Heirloom seeds have rich history
Gardeners everywhere are flipping through seed catalogs, looking for the newest and best varieties to try this year. Some of the most popular choices aren’t the newest offerings – they’re the oldest.
Heirloom gardening has been gaining in popularity for years now and with good reason. In many cases, the resulting fruit and vegetables look and taste so different than standard varieties. Who says tomatoes have to be red or yellow? Heirloom tomatoes can also be purple, green, or just about any color in between.
While it’s definitely interesting to grow and taste unusual fruits and vegetables and enjoy beautiful heirloom flowers, the really interesting part to me is the history behind the seeds.
Seed Savers Exchange (SSE), a nonprofit heirloom seed company based in Decorah, Iowa, helps gardeners save and share seeds. You can buy heirloom seeds online and by catalog (seedsavers.org or 563/382-5990).
A Piece of History
When shopping for seeds through SSE, not only do you get information on planting, germination, care, and harvest, but you also get some history.
For example, Grandpa Ott’s morningglory seeds come from SSE cofounder Diane Whealy’s grandfather. His parents brought the seeds with them when they sailed to America from Bavaria in 1867. Whealy’s grandfather grew the morningglories all his life and saved the seeds, then passed them on to Whealy.
The Bidwell Casaba melon is named for Civil War general and U.S. Senator John Bidwell, who got the seeds from the USDA in 1869.
Seeds from the Cream of Saskatchewan watermelon were brought to their namesake Canadian province by Russian immigrants because this variety does well in cool, northern climates.
The Dester tomato’s seeds were donated to SSE by Missouri farmer Larry Pierce, who received them from an Amish woman, who received them from a doctor, whose family brought them from Germany.
That is fascinating to me. If you think about packing up your entire life and moving to a new country, especially under difficult circumstances, what would you take?
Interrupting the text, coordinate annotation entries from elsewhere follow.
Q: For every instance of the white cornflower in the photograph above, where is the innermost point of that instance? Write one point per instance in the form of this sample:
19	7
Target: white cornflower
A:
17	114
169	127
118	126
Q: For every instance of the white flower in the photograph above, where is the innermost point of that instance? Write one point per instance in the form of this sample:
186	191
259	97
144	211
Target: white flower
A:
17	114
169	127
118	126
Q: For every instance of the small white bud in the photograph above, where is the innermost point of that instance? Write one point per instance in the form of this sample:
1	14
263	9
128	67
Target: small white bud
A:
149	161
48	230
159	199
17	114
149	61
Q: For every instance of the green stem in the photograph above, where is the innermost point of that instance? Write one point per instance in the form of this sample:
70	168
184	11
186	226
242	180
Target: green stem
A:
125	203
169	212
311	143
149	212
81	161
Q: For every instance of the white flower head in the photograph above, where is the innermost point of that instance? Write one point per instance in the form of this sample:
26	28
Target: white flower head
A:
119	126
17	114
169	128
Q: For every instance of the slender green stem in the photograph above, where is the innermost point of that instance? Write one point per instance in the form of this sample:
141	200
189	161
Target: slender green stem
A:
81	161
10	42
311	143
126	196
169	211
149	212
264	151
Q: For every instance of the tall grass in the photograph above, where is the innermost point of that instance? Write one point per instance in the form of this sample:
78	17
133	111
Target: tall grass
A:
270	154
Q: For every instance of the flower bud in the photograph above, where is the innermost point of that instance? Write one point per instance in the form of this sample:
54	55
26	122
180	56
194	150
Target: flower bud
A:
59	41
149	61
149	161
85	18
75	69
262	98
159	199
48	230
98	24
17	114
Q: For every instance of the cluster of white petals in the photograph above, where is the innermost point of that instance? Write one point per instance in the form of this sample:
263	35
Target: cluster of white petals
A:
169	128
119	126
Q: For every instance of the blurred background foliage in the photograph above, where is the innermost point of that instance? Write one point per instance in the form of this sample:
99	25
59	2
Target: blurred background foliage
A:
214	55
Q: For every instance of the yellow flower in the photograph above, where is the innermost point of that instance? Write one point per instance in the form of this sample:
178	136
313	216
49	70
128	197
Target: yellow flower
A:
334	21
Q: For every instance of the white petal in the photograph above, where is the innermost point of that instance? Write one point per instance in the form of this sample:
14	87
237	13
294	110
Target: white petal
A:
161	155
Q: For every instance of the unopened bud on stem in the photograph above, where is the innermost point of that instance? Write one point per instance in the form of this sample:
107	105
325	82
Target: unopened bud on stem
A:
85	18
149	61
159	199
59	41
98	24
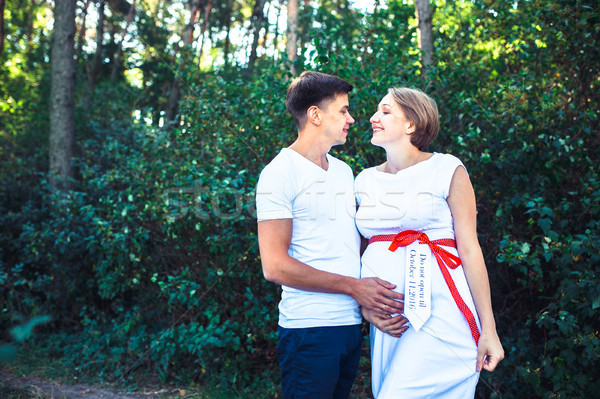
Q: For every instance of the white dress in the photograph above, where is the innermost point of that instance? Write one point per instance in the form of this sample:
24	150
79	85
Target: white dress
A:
439	360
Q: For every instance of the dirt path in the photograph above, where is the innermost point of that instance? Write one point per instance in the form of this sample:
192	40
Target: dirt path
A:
39	387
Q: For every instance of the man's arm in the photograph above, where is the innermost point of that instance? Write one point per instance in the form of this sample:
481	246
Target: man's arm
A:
274	238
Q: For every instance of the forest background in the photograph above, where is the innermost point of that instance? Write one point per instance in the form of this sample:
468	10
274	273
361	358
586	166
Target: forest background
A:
132	134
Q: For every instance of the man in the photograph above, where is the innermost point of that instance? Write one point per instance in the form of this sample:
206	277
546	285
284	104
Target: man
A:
309	244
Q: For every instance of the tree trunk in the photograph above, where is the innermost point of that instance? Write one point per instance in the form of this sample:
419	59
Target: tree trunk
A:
172	106
292	36
62	90
2	4
425	32
256	22
117	59
207	12
81	35
95	67
276	34
228	30
30	18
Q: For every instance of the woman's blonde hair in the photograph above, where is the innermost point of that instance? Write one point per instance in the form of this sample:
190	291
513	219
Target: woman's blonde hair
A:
421	110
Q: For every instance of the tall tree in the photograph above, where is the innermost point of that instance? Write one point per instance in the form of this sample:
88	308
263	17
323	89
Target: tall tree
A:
425	31
188	39
207	11
81	35
62	91
292	35
2	4
256	21
117	59
94	69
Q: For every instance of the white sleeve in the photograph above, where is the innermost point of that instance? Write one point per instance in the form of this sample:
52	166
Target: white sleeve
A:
449	166
273	196
357	190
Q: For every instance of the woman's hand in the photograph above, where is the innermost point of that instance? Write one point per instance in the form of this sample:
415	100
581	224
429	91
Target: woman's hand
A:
489	351
392	325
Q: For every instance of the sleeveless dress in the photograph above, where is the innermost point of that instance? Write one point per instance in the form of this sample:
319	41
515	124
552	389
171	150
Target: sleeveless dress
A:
439	360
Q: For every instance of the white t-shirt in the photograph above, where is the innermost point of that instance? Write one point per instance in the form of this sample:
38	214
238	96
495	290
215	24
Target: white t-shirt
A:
322	207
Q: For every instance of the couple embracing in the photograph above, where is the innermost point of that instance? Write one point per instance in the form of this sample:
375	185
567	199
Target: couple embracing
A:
397	246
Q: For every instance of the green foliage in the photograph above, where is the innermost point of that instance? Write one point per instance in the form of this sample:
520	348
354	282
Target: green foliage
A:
152	261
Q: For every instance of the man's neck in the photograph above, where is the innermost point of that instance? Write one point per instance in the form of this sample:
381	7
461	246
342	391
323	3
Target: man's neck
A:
312	149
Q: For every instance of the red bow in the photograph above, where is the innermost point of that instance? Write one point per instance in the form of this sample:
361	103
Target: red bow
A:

Important papers, clothes, medicine, and photos probably top your list, but seeds?! I wouldn't be too surprised if my farming and gardening grandfather, pictured above, would've taken some seeds with him.
When gardeners of the past took their seeds into other countries, they often risked breaking the law. To hide the seeds from immigration officials, they were sewn into the hem of a dress or hidden behind the lining of a suitcase. Think about that for a minute. Seeds were that precious.
Gardeners held on to their heritage through those seeds. They may have been in a different country, but at least in their gardens and their kitchens they were home.
It’s due to these brave and thoughtful gardeners that we can enjoy such a beautiful variety in our gardens today. I urge you to choose at least one heirloom seed to plant this year. Learn the story behind it. When you smell that fragrant flower or bite into that juicy tomato, take a moment and thank the gardener who made it possible.